[zoltanlehoczky]

The approach here is to use FPGAs as compute accelerators, much like GPGPUs, and in somewhat similar use-cases. I.e. if you have an embarrassingly parallel compute-bound algorithm then it might make sense to offload it to FPGAs to gain performance and power efficiency.

Keep in mind that the target audience is not hardware engineers but .NET software developers. If you know what Altera libraries are then you're not the target audience :).

[zoltanlehoczky]

And regarding Nexys: now we actually support Microsoft Catapult FPGAs as well and working on others too. It's quite challenging to add support for each of them, since as I'm sure you're aware, HLD is nowhere near as portable, especially between manufacturers, than software. Also, while if you know an HDL like VHDL then you can write code for all FPGAs, but keep in mind that you also have to write code compatible with each FPGA specifically (with major differences being at least between product families). With a high-level approach like Hastlayer, you get multi-FPGA support for free, i.e. your code won't change. It narrows your options hardware-wise but it's much simpler. It's a question of trade-offs and depends on what is most suitable for you.

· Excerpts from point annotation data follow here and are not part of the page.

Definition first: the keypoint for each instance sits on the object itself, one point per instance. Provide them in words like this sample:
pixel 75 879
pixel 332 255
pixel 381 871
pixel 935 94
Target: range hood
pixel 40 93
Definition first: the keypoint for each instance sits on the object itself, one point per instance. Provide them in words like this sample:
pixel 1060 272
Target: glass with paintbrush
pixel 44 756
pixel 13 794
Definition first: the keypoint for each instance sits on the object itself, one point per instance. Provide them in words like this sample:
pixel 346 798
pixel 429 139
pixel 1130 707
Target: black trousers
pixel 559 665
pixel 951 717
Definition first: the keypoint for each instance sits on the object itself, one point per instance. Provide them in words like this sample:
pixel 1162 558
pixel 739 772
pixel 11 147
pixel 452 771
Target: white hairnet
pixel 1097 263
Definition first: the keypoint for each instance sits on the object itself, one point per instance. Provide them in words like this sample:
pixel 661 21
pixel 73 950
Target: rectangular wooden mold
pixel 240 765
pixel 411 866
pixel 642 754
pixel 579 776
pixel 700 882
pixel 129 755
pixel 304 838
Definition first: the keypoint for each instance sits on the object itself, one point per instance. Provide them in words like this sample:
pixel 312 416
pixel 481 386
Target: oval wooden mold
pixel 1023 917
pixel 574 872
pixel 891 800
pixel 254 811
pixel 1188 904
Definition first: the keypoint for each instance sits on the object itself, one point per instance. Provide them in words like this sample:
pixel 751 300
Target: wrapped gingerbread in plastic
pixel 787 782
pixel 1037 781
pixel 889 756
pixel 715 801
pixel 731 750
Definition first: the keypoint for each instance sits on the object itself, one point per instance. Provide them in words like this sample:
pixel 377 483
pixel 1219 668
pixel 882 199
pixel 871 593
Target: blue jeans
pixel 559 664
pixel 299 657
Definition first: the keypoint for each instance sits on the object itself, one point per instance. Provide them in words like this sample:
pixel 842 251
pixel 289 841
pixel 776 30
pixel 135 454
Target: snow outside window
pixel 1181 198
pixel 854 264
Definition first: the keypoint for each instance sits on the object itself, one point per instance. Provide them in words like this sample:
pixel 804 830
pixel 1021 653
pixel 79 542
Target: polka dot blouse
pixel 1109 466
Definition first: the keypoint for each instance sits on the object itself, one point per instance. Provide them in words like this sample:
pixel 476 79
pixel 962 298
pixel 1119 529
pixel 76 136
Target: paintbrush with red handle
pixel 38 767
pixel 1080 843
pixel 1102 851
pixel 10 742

Regarding size limitations: check out the samples on what you can fit on a low-end FPGA with Hastlayer, it's not that small. FPGAs that are more suitable as actual compute accelerators have 5-10x the logic resources (and much more) than the Nexys in question.

[vmchale]

> in somewhat similar use-cases. I.e. if you have an embarrassingly parallel compute-bound algorithm then it might make sense to offload it to FPGAs to gain performance and power efficiency.

Also concurrency! GPU is SIMD; FPGA need not be.

[zoltanlehoczky]

Yes, FPGA "threads" much like CPU threads can contain complex logic, and different from each other.